The death of a (mythical) Viking warrior woman.
The death of a (mythical) Viking warrior woman. Peter Nicolai Arbo/Public domain

In the 19th century, an archaeologist working on excavations of Birka, Sweden, a thriving Viking settlement founded in the 9th century, discovered a grave filled with astonishing objects. Buried alongside the deceased were a sword, an axe, a spear, arrows, a knife, and shields, along with two horses, a mare, and stallion. The skeleton held a board game—a strategy game, used for war planning—indicating that, in life, this person had proved their military prowess.

It was, as one archaeologist told The Local, the “ultimate warrior Viking grave.” Archaeologists had previously assumed that it belonged to a man, because everyone knew that only Viking men were warriors.

Now, in a new paper, published in the American Journal of Physical Anthropology, a team of scientists has offered new evidence that this ultimate Viking warrior was, in fact, a woman.

The "ultimate warrior grave."
The “ultimate warrior grave.” University of Stockholm/Hjalmar Stolpe

Anna Kjellström, an osteologist at Stockholm University, was first intrigued by the warrior skeleton when she was examining it for a different project, The Local reports. For a man’s skeleton, it didn’t look quite right, she thought. It had slimmer cheekbones and wider, more feminine hipbones. To the osteologist, it looked a lot like a woman’s skeleton.

It turned out that an osteological analysis in the 1970s had identified the skeleton as female, and, as Kjellström wrote in a 2016, in all, “three different osteological examinations all found that the individual was a woman.” But that didn’t convince scholars that this individual could have been a Viking warrior woman. After all, everyone just knew that Viking warriors were men.

In the new paper, Kjellström and colleagues extracted and analyzed DNA from the individual left canine tooth and left arm bone. Among the results of the test: There was no Y-chromosome anywhere to be found.
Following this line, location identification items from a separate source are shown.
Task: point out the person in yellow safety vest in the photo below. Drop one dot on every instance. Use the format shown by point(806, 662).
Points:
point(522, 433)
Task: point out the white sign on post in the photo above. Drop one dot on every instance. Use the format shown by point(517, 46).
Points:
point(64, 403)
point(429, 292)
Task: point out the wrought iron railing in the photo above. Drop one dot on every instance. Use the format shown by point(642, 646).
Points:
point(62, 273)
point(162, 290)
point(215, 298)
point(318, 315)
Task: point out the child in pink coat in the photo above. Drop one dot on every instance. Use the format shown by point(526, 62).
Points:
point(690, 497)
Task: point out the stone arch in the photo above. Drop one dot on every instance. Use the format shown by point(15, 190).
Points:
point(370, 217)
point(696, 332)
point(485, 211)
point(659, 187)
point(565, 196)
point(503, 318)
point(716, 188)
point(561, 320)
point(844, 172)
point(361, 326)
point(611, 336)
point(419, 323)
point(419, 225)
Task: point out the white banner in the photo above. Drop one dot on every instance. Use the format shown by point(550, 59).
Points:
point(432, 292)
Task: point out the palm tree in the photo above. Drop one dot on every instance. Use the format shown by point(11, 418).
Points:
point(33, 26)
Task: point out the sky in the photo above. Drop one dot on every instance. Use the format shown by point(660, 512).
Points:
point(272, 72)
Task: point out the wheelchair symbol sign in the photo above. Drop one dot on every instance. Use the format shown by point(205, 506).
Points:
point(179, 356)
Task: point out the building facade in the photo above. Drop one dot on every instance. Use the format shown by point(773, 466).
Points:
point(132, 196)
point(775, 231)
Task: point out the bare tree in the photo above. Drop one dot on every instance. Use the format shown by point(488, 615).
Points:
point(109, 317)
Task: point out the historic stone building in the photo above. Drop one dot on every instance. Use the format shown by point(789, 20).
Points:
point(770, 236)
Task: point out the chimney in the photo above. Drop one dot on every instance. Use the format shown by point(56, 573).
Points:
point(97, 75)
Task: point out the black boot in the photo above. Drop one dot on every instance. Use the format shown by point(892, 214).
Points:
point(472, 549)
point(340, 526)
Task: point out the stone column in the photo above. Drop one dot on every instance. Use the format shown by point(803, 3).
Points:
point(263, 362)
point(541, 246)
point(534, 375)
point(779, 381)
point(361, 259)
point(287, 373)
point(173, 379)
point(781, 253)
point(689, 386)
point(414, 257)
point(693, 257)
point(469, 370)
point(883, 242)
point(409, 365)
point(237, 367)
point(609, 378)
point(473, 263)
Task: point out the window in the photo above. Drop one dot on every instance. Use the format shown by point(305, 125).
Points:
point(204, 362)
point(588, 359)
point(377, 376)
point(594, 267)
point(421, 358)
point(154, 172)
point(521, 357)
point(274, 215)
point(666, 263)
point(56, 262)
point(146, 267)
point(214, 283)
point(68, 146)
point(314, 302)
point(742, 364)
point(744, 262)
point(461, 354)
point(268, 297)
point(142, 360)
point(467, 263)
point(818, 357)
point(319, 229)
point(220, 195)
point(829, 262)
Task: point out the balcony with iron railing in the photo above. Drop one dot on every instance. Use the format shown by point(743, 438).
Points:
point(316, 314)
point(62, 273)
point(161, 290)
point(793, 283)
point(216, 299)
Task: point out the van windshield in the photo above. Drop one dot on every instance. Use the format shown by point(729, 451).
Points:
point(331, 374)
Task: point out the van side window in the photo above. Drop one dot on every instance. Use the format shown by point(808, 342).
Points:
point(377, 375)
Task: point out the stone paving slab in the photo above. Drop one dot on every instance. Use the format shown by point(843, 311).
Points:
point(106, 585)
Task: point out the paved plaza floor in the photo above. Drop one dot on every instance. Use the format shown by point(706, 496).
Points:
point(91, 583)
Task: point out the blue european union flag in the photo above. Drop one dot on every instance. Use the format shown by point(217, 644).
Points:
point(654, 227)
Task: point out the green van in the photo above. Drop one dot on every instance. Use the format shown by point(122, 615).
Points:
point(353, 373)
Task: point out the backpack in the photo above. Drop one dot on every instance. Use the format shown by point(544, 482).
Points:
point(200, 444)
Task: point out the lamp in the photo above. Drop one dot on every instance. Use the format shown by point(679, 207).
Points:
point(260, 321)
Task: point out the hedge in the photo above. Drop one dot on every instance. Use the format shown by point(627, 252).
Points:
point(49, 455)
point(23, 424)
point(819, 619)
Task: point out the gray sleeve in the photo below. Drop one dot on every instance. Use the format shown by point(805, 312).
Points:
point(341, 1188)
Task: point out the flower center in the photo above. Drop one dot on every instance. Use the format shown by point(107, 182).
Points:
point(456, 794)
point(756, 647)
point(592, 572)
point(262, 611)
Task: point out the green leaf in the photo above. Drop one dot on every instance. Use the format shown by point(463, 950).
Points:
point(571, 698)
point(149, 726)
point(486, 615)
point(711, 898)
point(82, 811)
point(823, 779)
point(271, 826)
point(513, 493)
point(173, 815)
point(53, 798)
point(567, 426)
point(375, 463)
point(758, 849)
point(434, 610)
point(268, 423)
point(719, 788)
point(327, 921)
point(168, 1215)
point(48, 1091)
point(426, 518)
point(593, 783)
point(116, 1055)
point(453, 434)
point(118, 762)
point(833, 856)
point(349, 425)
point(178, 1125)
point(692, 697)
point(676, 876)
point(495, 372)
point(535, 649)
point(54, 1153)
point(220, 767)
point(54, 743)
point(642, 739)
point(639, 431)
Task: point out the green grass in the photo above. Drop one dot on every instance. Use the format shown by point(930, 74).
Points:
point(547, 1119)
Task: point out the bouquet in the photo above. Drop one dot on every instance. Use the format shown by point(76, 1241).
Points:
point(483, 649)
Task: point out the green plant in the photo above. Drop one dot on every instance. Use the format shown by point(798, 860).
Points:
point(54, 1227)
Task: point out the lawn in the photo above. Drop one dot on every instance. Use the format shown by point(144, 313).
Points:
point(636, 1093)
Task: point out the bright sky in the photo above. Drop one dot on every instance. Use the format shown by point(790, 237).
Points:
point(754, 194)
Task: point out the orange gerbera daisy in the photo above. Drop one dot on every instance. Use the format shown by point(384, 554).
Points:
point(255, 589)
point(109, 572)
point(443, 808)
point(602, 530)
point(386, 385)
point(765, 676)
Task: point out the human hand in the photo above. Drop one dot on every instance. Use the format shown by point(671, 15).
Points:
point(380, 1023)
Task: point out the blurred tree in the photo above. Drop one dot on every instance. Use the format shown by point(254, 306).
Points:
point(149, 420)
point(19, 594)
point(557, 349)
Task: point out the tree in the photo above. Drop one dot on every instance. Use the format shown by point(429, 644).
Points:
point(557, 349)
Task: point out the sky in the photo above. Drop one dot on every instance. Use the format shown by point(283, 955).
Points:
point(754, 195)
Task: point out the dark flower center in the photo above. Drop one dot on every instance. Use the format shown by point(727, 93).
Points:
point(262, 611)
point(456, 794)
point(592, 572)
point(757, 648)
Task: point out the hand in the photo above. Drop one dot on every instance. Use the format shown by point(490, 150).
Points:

This person was a woman.

A 1925 photo of the Viking gravesite at Birka.
A 1925 photo of the Viking gravesite at Birka. Swedish National Heritage Board/Public domain

Should that be surprising? As the authors of the new paper write, there are written reports of Viking women warriors, but still “women warriors have generally been dismissed as mythological phenomena.” Even when other women have been found buried with weapons, they write, archaeologists have argued that the women were given these grave goods for some other reason—that they “could have been heirlooms, carriers of symbolic meaning or grave goods reflecting the status and role of the family rather than the individual.”

If men are buried with armaments, though? Clearly warriors.

Maybe it’s time to just admit it: Even if most Viking warriors were men, Viking women warriors definitely existed, and, if this grave is any evidence, they could be very, very good at their job.